Левитан и Нестеров принадлежали к московской группе художников, связанной традициями с Московским училищем живописи, ваяния и зодчества и тяготевшей в целом к развитому пленэризму, переходящему в импрессионизм. В своей основе импрессионизм как выразитель тенденции натурного видения мира противоположен символизму, они редко находят возможность соединиться друг с другом (иногда такое соединение происходит в скульптуре). В живописи это случается чаще всего тогда, когда импрессионизм перестает быть реализатором определенной органической позиции и становится «разговорным языком», на который можно «переложить» иной, например, символический мотив или сюжет, как это бывает у Сегантини. «Органический» символизм обычно находит стилевое выражение в модерне. Символизм вне модерна возможен только в академическом варианте, при том что модерн нередко «обходится» без символизма. Но в модерне — почти в любом его проявлении — создается как бы «площадка для прыжка» в символизм, однако не всегда прыжок совершается.

В этом отношении показательно творчество еще одного представителя московской школы — Рябушкина, который обрел зрелость лишь на несколько лет раньше, чем Борисов-Мусатов, и относится к поколению мастеров, появившихся между Врубелем и Мусатовым, интересующему нас в данный момент. В своем «историческом романтизме» он оказывается на грани символического мышления. В его поздних картинах фигуры становятся бесплотными, эфемерными; зримая красота оборачивается выражением незримых качеств души и духа; стремительный шаг уподобляется полету. Возникает цепь ассоциаций, принимающих участие в сложении образа. Появляется иконографический тип (идущая, словно летящая молодая женщина) — в нем дает себя знать напластование разных смыслов, которые он как бы собрал в процессе формирования. Но все это — лишь на подходах к символизму. Открытых признаков последнего в произведениях Рябушкина мы все же не находим.

В известной мере близкая ситуация возникает в творчестве некоторых художников, тяготевших к абрамцевскому кружку, — Поленовой и Якунчиковой. Национальный романтизм хорошо укладывается в рамки стиля модерн, который развивался в 90-е годы, вытесняя пленэризм и импрессионизм. Поленова в своих акварелях на сказочные сюжеты остановилась на пороге символического мышления, но порог этот не перешла. Что касается Якунчиковой, то в некоторых пейзажах и особенно в серии офортов середины 90-х годов — «Смерть и цветы», «Страх», «Непоправимое», «Недостижимое» — она пыталась на время приобщиться к поэтике символизма, хотя и не достигла на этом пути больших успехов. Ни одну из перечисленных вещей нельзя отнести к лучшей части ее творчества.
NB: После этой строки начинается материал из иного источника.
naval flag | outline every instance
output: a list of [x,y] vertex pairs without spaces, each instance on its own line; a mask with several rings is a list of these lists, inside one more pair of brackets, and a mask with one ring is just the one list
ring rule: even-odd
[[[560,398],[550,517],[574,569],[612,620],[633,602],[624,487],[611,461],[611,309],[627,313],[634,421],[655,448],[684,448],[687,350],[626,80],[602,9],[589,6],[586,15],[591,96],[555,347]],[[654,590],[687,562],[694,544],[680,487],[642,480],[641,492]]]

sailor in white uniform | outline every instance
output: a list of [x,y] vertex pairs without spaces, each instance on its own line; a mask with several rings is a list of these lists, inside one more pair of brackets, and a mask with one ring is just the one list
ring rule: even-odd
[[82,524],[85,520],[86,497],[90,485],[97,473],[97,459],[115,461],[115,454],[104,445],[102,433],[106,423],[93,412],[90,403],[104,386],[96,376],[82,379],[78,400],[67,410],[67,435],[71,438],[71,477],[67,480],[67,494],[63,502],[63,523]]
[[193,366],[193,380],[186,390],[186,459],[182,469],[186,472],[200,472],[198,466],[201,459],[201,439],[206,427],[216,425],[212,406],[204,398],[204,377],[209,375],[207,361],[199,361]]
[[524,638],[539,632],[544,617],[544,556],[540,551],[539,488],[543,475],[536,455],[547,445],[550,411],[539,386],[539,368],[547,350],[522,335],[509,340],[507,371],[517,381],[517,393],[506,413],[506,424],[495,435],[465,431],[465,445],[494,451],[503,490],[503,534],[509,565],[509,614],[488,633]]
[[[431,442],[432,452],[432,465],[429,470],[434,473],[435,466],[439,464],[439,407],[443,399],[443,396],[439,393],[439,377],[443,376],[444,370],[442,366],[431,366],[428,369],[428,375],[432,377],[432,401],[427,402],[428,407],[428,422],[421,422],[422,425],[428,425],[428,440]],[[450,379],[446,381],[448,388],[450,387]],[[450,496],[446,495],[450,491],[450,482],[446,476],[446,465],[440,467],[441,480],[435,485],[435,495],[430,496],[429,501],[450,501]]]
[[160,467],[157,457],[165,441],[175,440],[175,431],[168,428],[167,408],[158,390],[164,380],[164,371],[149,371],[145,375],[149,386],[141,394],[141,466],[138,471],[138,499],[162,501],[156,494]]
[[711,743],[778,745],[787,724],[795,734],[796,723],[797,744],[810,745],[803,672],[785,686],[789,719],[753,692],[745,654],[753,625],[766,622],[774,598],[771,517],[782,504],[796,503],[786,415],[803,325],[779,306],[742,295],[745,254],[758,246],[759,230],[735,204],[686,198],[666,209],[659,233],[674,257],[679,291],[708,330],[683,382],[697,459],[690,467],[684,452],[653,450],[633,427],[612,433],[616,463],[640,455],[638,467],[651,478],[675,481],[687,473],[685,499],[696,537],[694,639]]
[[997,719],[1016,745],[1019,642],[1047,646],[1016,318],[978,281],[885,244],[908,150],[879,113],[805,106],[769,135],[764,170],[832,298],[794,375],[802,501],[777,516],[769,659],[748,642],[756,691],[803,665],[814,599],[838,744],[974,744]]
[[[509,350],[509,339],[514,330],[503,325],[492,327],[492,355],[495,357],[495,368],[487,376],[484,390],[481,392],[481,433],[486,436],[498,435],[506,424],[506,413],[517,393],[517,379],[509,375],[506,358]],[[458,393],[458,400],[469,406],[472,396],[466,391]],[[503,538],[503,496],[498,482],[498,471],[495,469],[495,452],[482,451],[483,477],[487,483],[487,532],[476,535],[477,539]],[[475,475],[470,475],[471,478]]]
Таким образом, своеобразный протосимволизм на московской почве имел целый ряд вариантов, и каждый исходил из своей традиции. Для Левитана точкой отсчета стал реалистический пейзаж, подытоживавший передвижнический опыт. Нестеров и Рябушкин начинали с традиционной жанровой картины, учитывая достижения исторической живописи второй половины XIX века; Поленова и Якунчикова получили импульсы от сказочности Васнецова. Свои источники были у петербургской группы «Мир искусства». Словно пользуясь тем, что романтическая линия в русской живописи середины XIX века была прервана, они охотно обращались и к немецкой художественной культуре рубежа XVIII-XIX столетий, и к античности, и к русскому XVIII веку, и к самым разнообразным иным источникам. Что касается символизма, то у мирискусников создалась по отношению к этому направлению особая ситуация[114]. Сотрудничая в своем журнале с литераторами — теоретиками символизма и постепенно расходясь с ними, они пребывали с этими литераторами, как и с поэтами-символистами второго поколения, в своеобразной дружбе-вражде. У них много общего в программе: идея автономии искусства, вера во всесильность красоты, способной пересоздать жизнь, мысль об определяющей роли интуиции в творческом процессе и субъективности художественного познания. И все же на рубеже 1890-1900-х годов мирискусники не были в прямом смысле слова символистами, хотя, быть может, и ближе, чем многие московские мастера, подошли к символистской концепции. Позднее, когда с середины 900-х годов символизм в живописи приобрел черты определенного движения, многие представители «Мира искусства», не меняя исходной творческой позиции, более последовательно приобщились к символизму. Это касается и первого поколения (Бакст, Добужинский), и молодых мирискусников (Рерих).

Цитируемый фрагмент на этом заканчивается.